And suppose that $a_n > 0\quad \forall n$. Since the case $b_n := \frac{a_n}{1+a_n} \to p$ with $p \ne 0$ is clear, I'm supposing that $b_n\to 0$ and that $\sum b_n$ converges.
So for any real $M > 0$ I have that there's a natural $N$ such that $n\ge N \implies$ $$1+\frac{1}{a_n}>M$$
I feel that there's a way to limit $a_n$ by $b_n$ so that convergence of $\sum b_n$ implies the contradiction that $\sum a_n$ converges. But I'm getting nothing from these hypothesis.
If $a_n\not\to0$, then ${a_n\over1+a_n}\not\to0$. If $a_n\to0$ (and $a_n\ge0$), then ${a_n\over1+a_n}\gt{a_n\over2}$ for all large $n$. In either case $\sum{a_n\over1+a_n}$ diverges.

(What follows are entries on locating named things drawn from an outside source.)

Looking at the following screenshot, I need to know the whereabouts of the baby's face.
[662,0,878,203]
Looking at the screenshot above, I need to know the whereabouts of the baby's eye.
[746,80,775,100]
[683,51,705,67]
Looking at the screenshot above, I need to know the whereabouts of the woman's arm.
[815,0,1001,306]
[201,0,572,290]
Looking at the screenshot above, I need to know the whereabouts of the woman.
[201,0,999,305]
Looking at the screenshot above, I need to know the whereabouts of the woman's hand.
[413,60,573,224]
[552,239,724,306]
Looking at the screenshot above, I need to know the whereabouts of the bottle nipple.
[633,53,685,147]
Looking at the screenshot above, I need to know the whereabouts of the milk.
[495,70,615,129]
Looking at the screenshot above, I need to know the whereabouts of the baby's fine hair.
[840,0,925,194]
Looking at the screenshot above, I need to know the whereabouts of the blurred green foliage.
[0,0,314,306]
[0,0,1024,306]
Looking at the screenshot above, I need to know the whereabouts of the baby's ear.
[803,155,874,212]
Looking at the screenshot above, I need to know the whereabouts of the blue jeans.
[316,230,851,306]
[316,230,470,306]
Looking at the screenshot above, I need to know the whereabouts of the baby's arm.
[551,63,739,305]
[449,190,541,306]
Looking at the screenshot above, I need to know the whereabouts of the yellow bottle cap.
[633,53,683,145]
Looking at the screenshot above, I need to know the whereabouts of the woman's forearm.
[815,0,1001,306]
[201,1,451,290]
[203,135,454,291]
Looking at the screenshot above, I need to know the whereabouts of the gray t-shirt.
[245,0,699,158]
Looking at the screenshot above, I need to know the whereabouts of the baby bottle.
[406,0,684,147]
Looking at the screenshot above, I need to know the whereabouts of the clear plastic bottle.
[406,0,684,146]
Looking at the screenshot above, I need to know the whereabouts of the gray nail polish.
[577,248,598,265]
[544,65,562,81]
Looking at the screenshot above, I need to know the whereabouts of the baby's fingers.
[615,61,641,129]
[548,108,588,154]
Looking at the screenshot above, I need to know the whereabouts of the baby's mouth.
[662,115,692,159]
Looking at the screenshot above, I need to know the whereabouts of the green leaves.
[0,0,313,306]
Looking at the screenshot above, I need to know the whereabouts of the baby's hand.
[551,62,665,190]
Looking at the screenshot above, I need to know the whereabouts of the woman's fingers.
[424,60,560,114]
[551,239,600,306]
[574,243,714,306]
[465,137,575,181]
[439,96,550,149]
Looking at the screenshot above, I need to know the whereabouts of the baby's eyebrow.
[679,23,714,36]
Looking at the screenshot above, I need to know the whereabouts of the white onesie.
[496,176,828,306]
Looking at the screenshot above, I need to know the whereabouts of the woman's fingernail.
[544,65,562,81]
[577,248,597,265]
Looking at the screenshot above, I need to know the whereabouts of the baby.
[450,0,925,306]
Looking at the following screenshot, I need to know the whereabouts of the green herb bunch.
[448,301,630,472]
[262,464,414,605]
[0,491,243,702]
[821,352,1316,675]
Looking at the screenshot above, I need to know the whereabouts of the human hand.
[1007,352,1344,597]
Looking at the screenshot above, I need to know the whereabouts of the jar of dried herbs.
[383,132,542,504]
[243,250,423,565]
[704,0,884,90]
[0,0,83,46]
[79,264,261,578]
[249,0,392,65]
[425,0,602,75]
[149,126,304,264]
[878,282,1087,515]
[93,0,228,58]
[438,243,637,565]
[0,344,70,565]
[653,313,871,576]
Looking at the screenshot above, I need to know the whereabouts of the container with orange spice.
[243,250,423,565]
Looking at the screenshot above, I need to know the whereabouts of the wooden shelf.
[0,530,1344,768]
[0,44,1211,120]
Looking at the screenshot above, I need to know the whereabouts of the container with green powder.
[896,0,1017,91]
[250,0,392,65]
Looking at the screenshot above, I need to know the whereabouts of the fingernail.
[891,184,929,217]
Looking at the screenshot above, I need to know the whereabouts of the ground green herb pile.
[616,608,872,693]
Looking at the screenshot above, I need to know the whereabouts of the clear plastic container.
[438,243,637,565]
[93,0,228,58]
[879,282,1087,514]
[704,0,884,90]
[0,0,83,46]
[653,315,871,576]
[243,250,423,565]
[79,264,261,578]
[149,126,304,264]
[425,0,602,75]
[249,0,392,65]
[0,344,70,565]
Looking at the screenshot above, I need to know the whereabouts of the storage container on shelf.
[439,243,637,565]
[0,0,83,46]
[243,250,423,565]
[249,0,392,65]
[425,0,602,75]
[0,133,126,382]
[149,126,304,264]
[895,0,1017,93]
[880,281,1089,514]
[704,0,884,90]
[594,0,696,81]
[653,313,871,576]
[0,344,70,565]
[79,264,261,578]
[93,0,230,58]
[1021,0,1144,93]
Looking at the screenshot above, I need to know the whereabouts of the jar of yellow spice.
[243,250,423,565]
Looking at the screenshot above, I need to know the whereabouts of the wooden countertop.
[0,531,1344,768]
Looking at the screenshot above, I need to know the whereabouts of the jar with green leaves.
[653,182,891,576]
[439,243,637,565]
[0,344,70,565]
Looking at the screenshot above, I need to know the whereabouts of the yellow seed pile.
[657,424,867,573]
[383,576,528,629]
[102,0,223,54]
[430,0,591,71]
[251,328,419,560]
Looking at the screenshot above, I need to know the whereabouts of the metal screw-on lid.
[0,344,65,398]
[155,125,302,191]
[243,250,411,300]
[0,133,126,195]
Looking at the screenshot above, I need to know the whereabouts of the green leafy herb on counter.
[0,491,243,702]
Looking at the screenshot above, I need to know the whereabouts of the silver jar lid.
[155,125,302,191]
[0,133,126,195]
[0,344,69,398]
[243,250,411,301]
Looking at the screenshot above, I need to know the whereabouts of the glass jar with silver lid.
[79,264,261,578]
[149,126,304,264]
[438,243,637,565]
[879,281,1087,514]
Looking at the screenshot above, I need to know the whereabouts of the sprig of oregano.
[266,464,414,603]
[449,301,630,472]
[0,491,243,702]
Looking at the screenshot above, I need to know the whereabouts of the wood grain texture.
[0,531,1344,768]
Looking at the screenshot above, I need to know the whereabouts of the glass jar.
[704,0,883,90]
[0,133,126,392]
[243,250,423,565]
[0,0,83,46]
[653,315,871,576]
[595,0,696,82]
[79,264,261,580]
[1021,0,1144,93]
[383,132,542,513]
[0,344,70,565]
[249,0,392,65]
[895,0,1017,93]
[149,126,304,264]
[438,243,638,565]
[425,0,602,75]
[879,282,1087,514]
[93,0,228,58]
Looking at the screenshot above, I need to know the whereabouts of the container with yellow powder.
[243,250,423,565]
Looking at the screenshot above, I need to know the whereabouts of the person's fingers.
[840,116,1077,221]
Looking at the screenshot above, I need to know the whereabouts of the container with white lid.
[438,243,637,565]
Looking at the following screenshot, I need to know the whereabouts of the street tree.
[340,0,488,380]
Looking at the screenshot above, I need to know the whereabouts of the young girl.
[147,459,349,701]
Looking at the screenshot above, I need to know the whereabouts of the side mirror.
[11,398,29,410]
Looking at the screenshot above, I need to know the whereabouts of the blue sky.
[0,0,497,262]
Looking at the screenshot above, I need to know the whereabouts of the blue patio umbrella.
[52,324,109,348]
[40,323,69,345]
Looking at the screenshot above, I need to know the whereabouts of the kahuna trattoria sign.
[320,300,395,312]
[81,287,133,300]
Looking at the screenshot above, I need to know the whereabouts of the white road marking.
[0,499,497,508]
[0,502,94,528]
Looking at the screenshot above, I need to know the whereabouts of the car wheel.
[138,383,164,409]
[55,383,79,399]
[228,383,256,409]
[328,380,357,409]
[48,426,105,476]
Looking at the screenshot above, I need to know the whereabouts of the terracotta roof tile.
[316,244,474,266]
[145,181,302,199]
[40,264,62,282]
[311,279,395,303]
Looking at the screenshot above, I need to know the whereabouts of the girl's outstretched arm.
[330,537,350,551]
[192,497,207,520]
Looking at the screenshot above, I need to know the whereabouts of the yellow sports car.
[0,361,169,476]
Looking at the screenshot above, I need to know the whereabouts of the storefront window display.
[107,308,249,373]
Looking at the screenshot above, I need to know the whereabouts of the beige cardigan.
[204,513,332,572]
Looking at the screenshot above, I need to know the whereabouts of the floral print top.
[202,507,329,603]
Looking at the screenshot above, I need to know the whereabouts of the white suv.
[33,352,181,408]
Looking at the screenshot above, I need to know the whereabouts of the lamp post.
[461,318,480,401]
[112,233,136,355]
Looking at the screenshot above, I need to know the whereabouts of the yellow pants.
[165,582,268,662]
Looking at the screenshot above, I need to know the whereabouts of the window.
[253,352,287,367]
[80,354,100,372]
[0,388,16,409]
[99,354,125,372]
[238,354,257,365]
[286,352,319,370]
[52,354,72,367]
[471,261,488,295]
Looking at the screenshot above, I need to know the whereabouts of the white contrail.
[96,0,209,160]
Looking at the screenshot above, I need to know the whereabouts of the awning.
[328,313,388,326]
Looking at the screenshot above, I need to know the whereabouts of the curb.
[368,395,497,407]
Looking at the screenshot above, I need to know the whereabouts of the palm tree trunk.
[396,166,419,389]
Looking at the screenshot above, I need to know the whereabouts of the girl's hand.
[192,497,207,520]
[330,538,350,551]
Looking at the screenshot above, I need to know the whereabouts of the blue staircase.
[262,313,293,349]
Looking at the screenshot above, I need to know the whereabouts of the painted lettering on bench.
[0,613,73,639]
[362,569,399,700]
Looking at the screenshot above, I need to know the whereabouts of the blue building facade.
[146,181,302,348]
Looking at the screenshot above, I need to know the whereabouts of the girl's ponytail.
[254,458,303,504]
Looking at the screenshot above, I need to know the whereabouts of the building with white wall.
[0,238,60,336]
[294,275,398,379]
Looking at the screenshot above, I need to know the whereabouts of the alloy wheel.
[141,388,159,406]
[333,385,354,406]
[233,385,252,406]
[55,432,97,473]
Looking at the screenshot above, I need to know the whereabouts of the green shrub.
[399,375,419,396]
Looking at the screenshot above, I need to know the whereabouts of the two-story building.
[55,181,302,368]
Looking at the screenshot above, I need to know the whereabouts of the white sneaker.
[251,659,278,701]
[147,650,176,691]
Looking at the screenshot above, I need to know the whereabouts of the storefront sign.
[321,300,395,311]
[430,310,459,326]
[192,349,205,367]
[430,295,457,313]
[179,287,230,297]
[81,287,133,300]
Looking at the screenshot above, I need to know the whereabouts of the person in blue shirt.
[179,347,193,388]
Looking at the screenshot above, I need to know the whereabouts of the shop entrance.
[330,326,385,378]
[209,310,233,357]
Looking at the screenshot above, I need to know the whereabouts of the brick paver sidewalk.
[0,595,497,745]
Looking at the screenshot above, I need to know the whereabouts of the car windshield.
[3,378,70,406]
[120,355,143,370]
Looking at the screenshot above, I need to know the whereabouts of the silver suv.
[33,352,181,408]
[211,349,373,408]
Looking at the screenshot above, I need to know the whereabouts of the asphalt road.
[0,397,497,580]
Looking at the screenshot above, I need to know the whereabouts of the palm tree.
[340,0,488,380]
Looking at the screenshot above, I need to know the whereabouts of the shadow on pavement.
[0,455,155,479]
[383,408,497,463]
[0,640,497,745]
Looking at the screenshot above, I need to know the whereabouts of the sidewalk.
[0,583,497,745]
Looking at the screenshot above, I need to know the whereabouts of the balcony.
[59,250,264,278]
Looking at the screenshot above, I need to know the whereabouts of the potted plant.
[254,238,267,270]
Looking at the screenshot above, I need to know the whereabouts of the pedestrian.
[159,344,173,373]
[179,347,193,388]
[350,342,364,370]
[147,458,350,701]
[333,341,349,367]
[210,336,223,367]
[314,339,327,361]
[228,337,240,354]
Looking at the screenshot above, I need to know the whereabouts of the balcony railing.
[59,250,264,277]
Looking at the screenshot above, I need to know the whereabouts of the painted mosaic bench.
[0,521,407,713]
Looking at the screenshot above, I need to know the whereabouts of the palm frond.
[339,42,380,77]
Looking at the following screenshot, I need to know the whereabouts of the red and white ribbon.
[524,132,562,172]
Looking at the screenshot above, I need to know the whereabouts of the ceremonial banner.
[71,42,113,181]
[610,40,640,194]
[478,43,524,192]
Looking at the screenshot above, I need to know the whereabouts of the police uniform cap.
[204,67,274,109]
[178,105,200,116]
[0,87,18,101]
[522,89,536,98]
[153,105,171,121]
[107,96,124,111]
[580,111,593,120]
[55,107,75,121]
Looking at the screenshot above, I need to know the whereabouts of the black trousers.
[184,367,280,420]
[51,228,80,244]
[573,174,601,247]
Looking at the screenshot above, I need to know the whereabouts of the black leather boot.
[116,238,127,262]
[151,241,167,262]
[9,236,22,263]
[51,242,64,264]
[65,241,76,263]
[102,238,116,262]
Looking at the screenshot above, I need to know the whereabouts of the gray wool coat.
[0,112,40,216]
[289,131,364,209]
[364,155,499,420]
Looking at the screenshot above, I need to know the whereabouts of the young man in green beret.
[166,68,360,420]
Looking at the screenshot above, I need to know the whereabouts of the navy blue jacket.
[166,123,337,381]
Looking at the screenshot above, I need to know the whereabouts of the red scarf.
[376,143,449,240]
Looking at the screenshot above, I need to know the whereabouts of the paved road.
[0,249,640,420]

There are $2$ cases to consider:
$a)$ The sequence $\{a_n\}$ is bounded, which means $|a_n| < M$ for some $M > 0$. Thus $\dfrac{a_n}{1+a_n}> \dfrac{a_n}{1+M}$, and $\sum_{n}\dfrac{1} {1+M}a_n$ diverges to $+\infty$, hence $\sum_{n}\dfrac{a_n}{1+a_n}$ diverges to $+\infty$
$b)$ The sequence $\{a_n\}$ is unbounded, thus for each $k \ge 1$, we can find a term $a_{n_k}$ such that $a_{n_k}> k\implies \sum_{n}\dfrac{a_n}{1+a_n} \ge \sum_{k}\dfrac{a_{n_k}}{1+a_{n_k}} > \sum_{k}\dfrac{k}{1+k} > \sum_{k}\dfrac{1}{k} = +\infty$
In either case, we find that the series in question diverges by comparison with a diverging series.
asymptotic comparison
If $\lim_{n\to+\infty}a_n=0$ then
$$a_n\sim \frac {a_n}{1+a_n} \;\;(n\to+\infty) $$
so the two series have the same nature.